Monday, Dec. 5, 2011, 4:00 PM
Cullimore, Room 611
New Jersey Institute of Technology


Numerical simulations of the Nonlinear Rayleigh-Taylor Instability

Praveen Ramaprabhu


Mechanical Engineering and Engineering Science, University of North Carolina at Charlotte



The Rayleigh–Taylor (RT) instability (after Lord Rayleigh and G. I. Taylor) occurs when a light fluid is separated from a heavy fluid by a sharp interface and an acceleration is directed from the light fluid to the heavy. The classic Rayleigh-Taylor problem consists of a dense fluid on top of a light fluid in the presence of a gravitational acceleration. Understanding Rayleigh-Taylor instability is particularly important to Inertial Confinement Fusion (ICF), a process where nuclear fusion reactions release large quantities of energy by heating and igniting a target fuel. Mixing due to RT and other hydrodynamic instabilities reduce the energy yield from the ICF process. RT instability and mixing also plays a key role in nuclear stockpile management, Type 1a supernovae detonations, atmospheric inversions, extraction of oil, etc.
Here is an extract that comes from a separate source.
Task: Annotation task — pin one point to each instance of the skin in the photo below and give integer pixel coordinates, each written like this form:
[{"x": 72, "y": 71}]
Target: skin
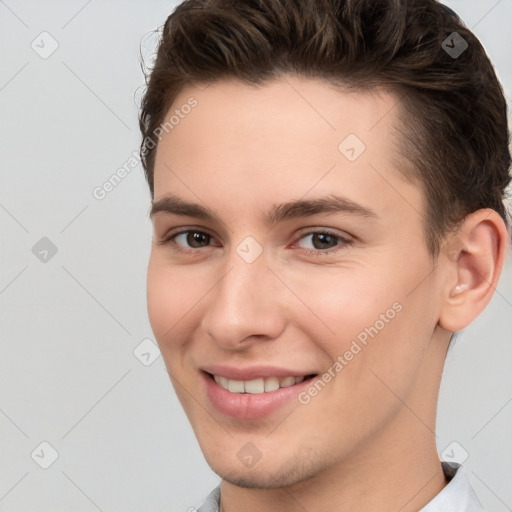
[{"x": 242, "y": 150}]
The nonlinear phase of RT evolution has traditionally been described by potential flow-type models. I will describe recent numerical simulations that challenge the validity of well-established potential flow models that have stood for over fifty years. In contrast to the terminal velocity predicted by the potential flow theory, RT bubbles instead experience transients in the form of an acceleration before saturating at a higher Froude number (velocity non-dimensionalized). This transient behavior is explained by the formation of secondary instabilities such as Kelvin-Helmholtz vortex rings that drive the bubbles to acceleration through an induced velocity. Other factors affecting the secondary Kelvin Helmholtz structures such as density contrast and viscosity were studied using numerical simulations and will be presented. These results will significantly impact our understanding of the turbulent flow counterpart in a variety of applications.